Archaeologists excavating the underwater metropolis of Thônis-Heracleion in Egypt’s harbor of Abū Qīr unearthed wicker fruit baskets dating from the fourth century B.C.E.
Surprisingly, the jars still contain doum nuts and grape seeds, the fruit of an African palm tree deemed sacred by the ancient Egyptians.
“Nothing was disturbed,” marine archaeologist Franck Goddio tells Dalya Alberge of the Guardian. “It was very striking to see baskets of fruits.”
Goddio and his colleagues at the European Institute for Underwater Archaeology (IEASM) uncovered the containers in collaboration with Egypt’s Ministry of Tourism and Antiquities. Researchers have been surveying the ancient Mediterranean port city of Thônis-Heracleion since its rediscovery in 2001, according to Egypt Independent.

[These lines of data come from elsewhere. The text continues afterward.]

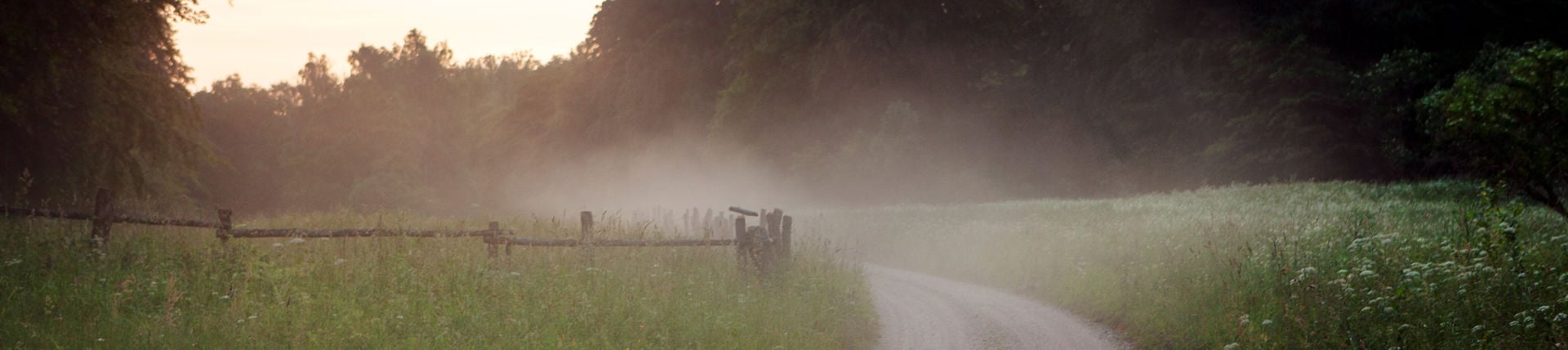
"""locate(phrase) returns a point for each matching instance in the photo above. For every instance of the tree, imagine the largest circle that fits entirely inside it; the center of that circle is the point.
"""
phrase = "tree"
(95, 96)
(1506, 119)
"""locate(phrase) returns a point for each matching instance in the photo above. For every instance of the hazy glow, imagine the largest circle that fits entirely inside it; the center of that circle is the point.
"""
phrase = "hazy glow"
(267, 41)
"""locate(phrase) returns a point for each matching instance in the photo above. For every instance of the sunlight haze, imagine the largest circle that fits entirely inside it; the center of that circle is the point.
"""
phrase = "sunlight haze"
(269, 41)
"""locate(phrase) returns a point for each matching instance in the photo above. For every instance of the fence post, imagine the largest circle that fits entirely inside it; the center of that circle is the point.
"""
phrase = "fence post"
(775, 240)
(225, 223)
(741, 240)
(494, 228)
(102, 218)
(587, 237)
(784, 236)
(756, 249)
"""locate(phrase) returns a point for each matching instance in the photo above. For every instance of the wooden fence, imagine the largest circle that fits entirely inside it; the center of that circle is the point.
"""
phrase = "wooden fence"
(764, 249)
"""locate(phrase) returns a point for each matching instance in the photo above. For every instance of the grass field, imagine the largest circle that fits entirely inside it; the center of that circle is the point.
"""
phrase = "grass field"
(180, 288)
(1300, 266)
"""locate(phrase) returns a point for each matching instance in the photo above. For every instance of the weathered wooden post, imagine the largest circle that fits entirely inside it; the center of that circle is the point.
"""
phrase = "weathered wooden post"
(742, 244)
(225, 225)
(102, 218)
(587, 237)
(784, 236)
(775, 249)
(494, 228)
(756, 252)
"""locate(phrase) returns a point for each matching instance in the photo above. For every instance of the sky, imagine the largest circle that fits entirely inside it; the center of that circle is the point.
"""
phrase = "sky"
(267, 41)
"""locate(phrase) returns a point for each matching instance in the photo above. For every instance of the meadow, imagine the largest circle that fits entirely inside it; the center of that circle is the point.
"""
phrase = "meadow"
(1294, 266)
(162, 288)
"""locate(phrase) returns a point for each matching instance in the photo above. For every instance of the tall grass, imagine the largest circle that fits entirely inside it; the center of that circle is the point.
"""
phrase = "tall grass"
(1303, 266)
(180, 288)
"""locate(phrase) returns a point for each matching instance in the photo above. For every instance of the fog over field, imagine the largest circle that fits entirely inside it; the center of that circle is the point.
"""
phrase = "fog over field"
(1170, 173)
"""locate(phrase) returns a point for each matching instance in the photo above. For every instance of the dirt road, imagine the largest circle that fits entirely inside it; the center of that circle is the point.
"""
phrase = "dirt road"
(922, 311)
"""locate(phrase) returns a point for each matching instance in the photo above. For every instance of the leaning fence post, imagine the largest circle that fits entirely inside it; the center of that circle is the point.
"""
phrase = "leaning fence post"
(102, 218)
(587, 237)
(494, 228)
(784, 234)
(741, 240)
(225, 223)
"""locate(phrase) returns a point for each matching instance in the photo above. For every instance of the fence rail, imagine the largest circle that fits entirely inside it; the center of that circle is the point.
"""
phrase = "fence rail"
(358, 233)
(764, 249)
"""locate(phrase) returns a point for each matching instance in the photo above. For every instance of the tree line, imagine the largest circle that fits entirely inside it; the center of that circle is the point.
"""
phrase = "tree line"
(853, 101)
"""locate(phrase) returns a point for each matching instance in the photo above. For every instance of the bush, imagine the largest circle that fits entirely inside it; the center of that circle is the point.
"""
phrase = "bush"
(1504, 119)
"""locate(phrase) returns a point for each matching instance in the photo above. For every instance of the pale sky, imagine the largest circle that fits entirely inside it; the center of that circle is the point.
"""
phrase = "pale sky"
(267, 41)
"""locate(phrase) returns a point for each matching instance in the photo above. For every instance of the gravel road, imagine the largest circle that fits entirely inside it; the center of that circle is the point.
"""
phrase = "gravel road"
(922, 311)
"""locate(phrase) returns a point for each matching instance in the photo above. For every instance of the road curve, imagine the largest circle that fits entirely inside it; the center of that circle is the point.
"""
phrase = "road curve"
(922, 311)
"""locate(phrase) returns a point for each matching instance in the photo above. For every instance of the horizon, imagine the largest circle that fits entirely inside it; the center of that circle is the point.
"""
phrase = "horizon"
(267, 41)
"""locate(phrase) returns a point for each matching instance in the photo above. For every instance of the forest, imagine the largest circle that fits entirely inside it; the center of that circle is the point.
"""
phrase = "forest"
(845, 102)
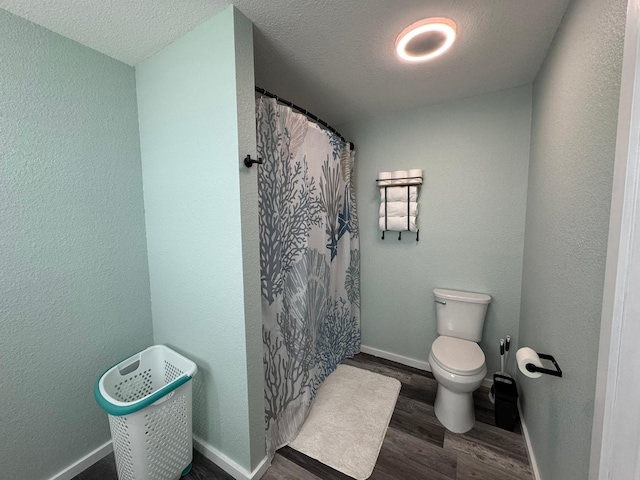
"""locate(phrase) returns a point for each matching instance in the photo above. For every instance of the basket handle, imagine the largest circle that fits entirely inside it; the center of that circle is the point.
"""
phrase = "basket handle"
(127, 369)
(118, 410)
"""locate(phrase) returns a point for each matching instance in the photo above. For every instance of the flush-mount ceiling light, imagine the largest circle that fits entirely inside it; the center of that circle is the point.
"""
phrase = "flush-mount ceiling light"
(426, 39)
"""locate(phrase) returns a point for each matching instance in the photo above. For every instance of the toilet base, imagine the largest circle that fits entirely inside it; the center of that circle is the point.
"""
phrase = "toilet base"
(455, 410)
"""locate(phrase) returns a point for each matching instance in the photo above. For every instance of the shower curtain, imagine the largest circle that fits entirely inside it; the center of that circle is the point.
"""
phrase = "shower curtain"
(309, 262)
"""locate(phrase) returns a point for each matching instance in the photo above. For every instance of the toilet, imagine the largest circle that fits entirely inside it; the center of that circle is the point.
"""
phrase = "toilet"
(456, 360)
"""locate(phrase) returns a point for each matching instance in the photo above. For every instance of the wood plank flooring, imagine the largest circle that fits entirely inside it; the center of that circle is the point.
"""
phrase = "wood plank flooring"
(416, 446)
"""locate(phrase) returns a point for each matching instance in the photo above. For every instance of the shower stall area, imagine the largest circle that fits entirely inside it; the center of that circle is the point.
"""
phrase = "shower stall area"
(309, 261)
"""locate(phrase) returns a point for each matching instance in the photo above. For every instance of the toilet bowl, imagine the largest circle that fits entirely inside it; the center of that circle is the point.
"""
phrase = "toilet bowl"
(459, 367)
(457, 361)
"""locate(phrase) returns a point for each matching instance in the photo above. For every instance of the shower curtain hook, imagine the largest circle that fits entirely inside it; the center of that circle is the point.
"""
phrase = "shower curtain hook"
(248, 161)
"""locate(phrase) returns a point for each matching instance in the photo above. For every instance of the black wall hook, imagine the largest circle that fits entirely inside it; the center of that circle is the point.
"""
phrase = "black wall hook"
(248, 161)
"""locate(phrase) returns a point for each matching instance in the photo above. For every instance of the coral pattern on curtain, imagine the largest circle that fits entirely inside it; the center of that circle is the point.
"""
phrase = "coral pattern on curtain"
(309, 262)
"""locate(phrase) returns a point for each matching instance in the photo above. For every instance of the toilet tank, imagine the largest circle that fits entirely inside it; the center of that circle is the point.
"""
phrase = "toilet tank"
(461, 314)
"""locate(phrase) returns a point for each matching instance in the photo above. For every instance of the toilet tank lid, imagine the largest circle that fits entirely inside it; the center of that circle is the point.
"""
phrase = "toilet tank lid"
(461, 296)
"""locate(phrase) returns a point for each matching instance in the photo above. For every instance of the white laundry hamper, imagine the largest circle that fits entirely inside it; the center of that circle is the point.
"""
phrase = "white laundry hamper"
(148, 399)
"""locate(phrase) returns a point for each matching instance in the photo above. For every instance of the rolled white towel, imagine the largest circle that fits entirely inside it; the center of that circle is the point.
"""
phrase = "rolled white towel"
(398, 224)
(399, 176)
(399, 194)
(399, 209)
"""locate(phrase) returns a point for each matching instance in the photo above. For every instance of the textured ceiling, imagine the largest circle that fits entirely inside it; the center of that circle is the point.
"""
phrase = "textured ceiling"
(333, 57)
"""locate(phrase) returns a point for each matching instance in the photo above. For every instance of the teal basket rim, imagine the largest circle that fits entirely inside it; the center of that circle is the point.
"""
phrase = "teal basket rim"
(133, 407)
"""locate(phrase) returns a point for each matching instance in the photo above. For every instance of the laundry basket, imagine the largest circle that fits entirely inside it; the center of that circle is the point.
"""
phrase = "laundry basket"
(148, 399)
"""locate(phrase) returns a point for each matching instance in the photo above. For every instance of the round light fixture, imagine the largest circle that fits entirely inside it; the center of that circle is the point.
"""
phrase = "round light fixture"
(426, 39)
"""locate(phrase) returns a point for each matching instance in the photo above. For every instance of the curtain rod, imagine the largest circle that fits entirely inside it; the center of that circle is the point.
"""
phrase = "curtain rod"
(304, 112)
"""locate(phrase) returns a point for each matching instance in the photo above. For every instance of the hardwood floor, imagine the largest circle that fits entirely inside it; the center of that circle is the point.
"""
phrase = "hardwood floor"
(416, 446)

The baskets were stored in an underground room and may have been funerary offerings, reports the Greek City Times. Nearby, the researchers found a 197- by 26-foot tumulus or burial mound, and an extravagant array of Greek funerary goods likely left by merchants and mercenaries living in the area.
“Everywhere we found evidence of burned material,” says Goddio in a statement, as quoted by CNN’s Radina Gigova. “Spectacular ceremonies must have taken place there. The place must have been sealed for hundreds of years as we have found no objects from later than the early fourth century B.C.E., even though the city lived on for several hundred years after that.”
Other objects found on or surrounding the tumulus included ancient pottery, bronze artifacts, and figurines depicting the Egyptian god Osiris.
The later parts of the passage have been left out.